Between May 6 - 10 I shall be on a Charles Reid workshop at Stow-in-the-Wold in Gloucestershire. This area is called the Cotswolds and is one of the most scenic areas in England. Judi Reid told me it was her favourite painting venue in the UK.
This is my fifth and probably final CR course. I have enjoyed them all and hope to go out on a high note. My first one was at Burford, close to Stow, where the following weeks workshop will be held. I believe Charles is then travelling to Norfolk to make another DVD with Town House Films.

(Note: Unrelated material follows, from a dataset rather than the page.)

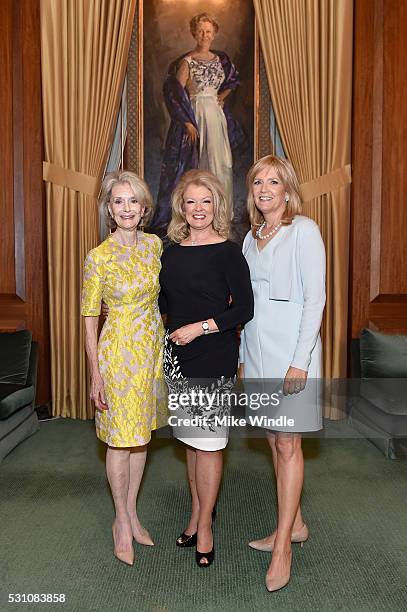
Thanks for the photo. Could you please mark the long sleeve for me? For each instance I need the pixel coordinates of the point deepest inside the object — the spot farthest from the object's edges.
(311, 254)
(92, 288)
(238, 279)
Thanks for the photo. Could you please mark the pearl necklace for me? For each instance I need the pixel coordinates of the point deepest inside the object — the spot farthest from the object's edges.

When I first attended Burford I was taken aback by the high standard of the students, some of whom were professionals. I struggled and was certainly in the bottom three of the 18 or so participants. It was a steep learning curve and the lesson I learned was to work pretty hard. My wife and I then went to Spain so I could attend another CR workshop, under the auspices of the charming Angela Barbi of EPC (Enjoy Painting in Catalonia). This worked both as a painting workshop and a holiday, especially important as my wife doesn't paint - apart from decorating. This was an excellent workshop split into two four day periods with a day off in the middle. The standard was not quite as high as Burford, which was very high, so much so that Charles remarked on it. There were also professionals in Spain, notably Judi Whitton, who produced some beautiful work, Don Glynn who is or was associated with Angela and EPC, and several good Spanish artists, although I don't think they were professionals. Charles had brought some paintings from America for one of them and the same person bought three of Judi Whittons workshop paintings.

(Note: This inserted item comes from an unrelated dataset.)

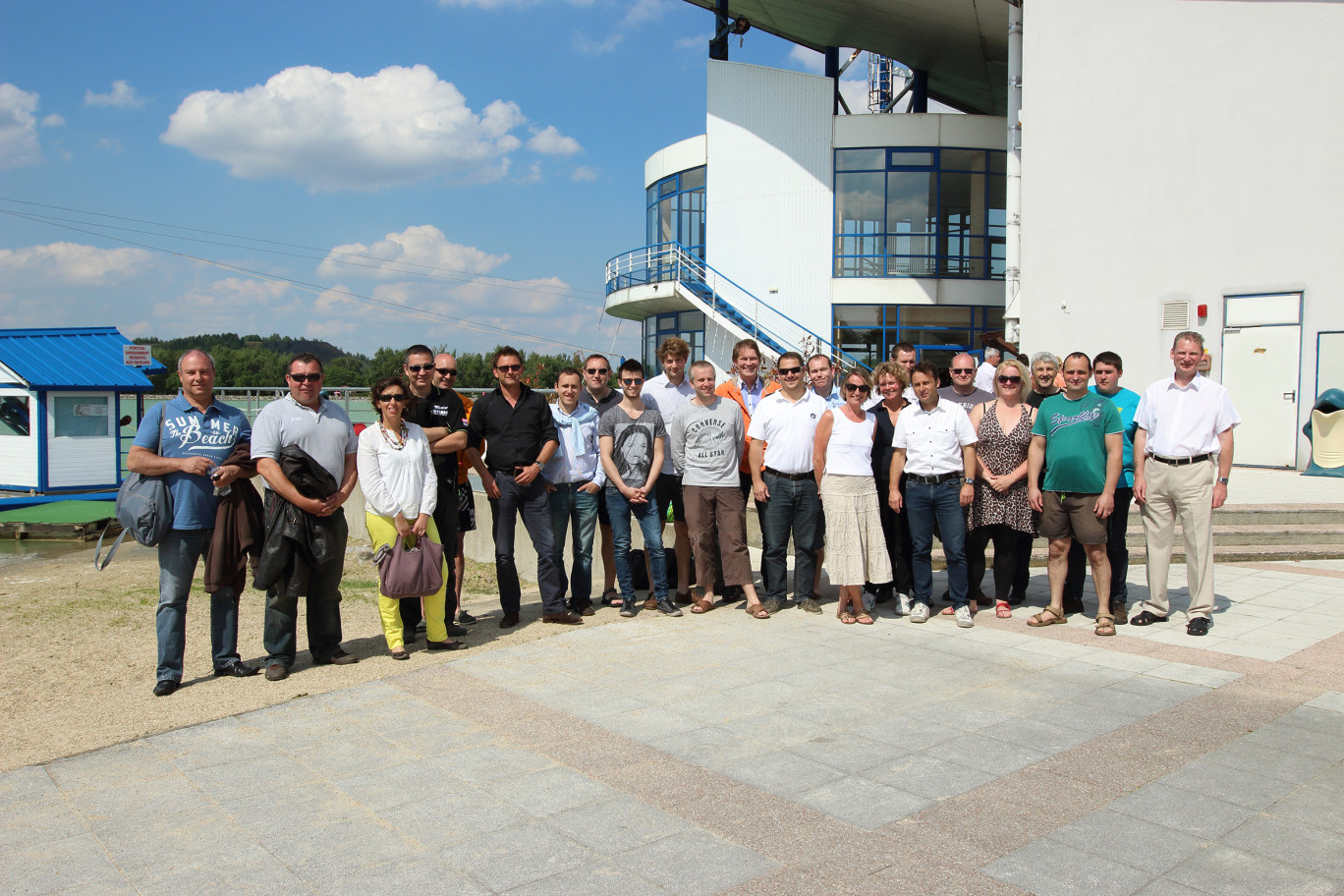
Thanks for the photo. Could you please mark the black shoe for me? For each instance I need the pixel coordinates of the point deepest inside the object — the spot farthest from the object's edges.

My work there was certainly fairly average, but on my return I made a conscious decision to go for it and put in a lot of work to try and improve. I tend to think improvement comes (or should) in the following months when one has digested the lessons - providing you work at it!. One of the things that has struck me about some fellow amateurs, who I know and have painted with, is there is no discernible difference in their work following workshops or courses with professional artists. Many courses are holidays with painting rather than serious workshops and if that is what is preferred so be it. Avoid those that say `all levels welcome'.

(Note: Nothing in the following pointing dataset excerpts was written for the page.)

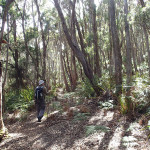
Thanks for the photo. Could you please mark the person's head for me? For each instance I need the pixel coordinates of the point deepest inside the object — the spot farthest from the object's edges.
(41, 82)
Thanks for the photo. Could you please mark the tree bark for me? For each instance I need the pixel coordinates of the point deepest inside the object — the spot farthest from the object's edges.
(116, 48)
(128, 45)
(76, 50)
(8, 3)
(146, 37)
(97, 68)
(43, 40)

My third CR workshop was at Urchfont, a Wiltshire village, apparently a favourite of Charles and Judi. Charles had got to know some of the local characters on previous visits and thoroughly enjoyed meeting up with them. Urchfont, which is run by the local council, is a popular venue but certainly not a hotel. It has good facilities for painting with two large buildings, mostly spent in the larger one. This was again fairly tough and was the workshop where I first met Mick Carney of The PaintingStruggle blog. Mick and I, fellow North-Easterners although I moved South many years ago, got on like a house on fire and were put in the same building, a house at the far end of the grounds. The food, served in the main house, was good and plentiful but the accommodation very poor, not even up to average B & B standard. Students were spread around and some of the others were not happy so we weren't alone. I was asked for my views, as someone must have raised it, and said I wouldn't go there again - nor would I. This was a shame because everything else was fine. A very good French artist, Gilles Durand, who I had met at Burford, was also at Urchfont and there were others like Genevieve Buchanan. On the last day I finally produced something I was really pleased with, a flower/still life study and Gilles complimented me on it. That was the final painting though! It is framed and hangs in my `studio'.
I thought Urchfont was to be my last Charles Reid experience only to be seduced once more when his next workshop was scheduled at Crantock Bay in Cornwall. My wife and I had previously been to Crantock four times with Judi Whitton and both of us thoroughly enjoyed the experience. The venue was the Crantock Hotel located on a cliff top facing the sea and bay. A wonderful venue, sadly it closed for good shortly after the workshop finished. Having worked hard since Urchfont I was pleased when Charles told my wife, on the final day and exhibition of students work, that my painting had improved. Gilles Durand, who greeted Mick and I like long lost brothers, although a little reserved on previous courses, said the same to me. Coming from two such artists I positively glowed! Yes, I am aware I am still far from the finished object, and probably never will be, but compared to my work a few years ago things have moved on.
That's it basically. I shall report on the course in a similar manner to Crantock with one post on each day with photographs. This should commence soon after my return home on the 11th.